Now those patient men will turn their attention on what I have to say, listening to it gravely, sifting through it for the truth and the lies. What is the truth but the opinion of a majority when only one man knows it and his integrity is suspect? But if I tell the absolute truth, the whole of it and nothing but it, how shall I come to greater harm than if I attempt any subterfuge?
I wonder then – and have wondered since – what took me to Crichton Beck before deciding on any other action. I suppose I wanted to see Paul and his paintings again and I wanted to see the girl I loved. There might be some justification for the mess and the tragedy that had occurred if as a result of it I could consider them so much the better for it.
That no doubt was a consolation I would have come away with – if Holly had not spoken. But there’s a limit to the extent to which one can put other people’s happiness first. And I have reached it. Fortunately I cannot yet feel the extent of the personal loss. Emotion is played out.
I drive all through the night without apparent fatigue. This is the fourth night I haven’t slept. Lack of sleep is like lack of food, it induces a high sense of physical perception. Towards dawn my screen-wipers pack up, but fortunately the worst of the rain is over and soon it stops altogether. I draw up beside the road and get out and feel the cool breeze on my face and eyes. I stand beside the car and watch the canopy of cloud begin to lift from the east like a roll-top desk. After a few minutes the desk jams and the brilliant sky shows only for a few inches above the horizon. Then as the sun rises the whole of the desk top catches fire and crumbles into crimson ash.
Red sky in the morning … I get back into the car and drive on. My finger-tips are sensitive to the thin rim of the wheel. The speedometer in this car is not by clock face and needle but by a moving tape that slides behind a window. It is showing sixty miles an hour, which is a fair speed for this car, and on roads still wet. But somehow I’m convinced I’ll not have an accident. That wouldn’t please the fates.

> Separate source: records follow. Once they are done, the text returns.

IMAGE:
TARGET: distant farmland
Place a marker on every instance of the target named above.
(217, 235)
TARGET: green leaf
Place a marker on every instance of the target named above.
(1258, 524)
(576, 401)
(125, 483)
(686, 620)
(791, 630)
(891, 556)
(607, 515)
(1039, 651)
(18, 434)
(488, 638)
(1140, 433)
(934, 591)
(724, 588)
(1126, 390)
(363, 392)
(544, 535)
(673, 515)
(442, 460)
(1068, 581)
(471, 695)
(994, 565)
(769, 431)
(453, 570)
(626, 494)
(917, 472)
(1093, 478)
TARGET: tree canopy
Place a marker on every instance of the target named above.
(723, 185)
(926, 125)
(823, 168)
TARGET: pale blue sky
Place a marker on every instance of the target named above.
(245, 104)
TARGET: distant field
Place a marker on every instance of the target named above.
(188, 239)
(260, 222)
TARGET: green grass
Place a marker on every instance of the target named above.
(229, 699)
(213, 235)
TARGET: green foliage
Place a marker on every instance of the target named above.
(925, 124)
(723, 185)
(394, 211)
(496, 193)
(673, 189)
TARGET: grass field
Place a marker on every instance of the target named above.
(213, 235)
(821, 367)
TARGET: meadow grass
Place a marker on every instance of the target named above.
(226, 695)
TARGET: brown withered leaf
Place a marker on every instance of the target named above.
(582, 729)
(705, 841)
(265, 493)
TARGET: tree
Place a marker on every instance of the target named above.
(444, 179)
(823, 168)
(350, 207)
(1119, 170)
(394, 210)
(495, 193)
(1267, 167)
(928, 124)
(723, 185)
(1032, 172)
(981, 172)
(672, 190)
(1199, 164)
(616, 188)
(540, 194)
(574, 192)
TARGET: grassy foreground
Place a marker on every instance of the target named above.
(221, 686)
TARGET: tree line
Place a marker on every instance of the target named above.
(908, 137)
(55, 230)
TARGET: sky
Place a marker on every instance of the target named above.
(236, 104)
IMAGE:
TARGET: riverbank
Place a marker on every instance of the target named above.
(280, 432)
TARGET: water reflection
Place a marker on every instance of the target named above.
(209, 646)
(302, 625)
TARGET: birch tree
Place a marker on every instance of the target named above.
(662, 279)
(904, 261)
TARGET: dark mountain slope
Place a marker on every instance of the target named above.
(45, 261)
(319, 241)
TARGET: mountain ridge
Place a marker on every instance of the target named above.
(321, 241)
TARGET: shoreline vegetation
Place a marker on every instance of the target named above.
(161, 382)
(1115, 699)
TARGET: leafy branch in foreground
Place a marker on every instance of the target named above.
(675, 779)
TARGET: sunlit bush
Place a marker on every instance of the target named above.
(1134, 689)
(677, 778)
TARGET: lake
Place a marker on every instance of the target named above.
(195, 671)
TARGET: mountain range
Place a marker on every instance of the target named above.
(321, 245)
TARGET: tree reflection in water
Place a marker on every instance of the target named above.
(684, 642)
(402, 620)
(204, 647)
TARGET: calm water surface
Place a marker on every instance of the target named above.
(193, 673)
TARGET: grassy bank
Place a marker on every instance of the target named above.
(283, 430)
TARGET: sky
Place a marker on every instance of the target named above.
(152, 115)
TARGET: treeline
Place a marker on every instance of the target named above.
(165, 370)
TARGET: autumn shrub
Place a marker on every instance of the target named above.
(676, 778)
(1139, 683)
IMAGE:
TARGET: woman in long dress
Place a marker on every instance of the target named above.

And presently as I near London I realize I’m becoming myself again. Sensation is being unfrozen. I’m almost out of the chloroform. There is pain again. But not much fear. And not much remorse. Something after all has changed, and I wonder what is the difference.
I look back on what has happened with an eye still detached, and with a cool mind. I look back on what has happened and find that there is little room or time for regret. I look forward into the future and find there is little to be afraid of. For the worst has happened. And once the worst has happened there is nothing more to fear.
By the time I reach London the buses are out in the streets, the workers thronging along drying pavements, the newspaper posters flapping. What news will they have tomorrow? I say it over to myself as I drive through the traffic: once the worst has happened there is nothing more to fear.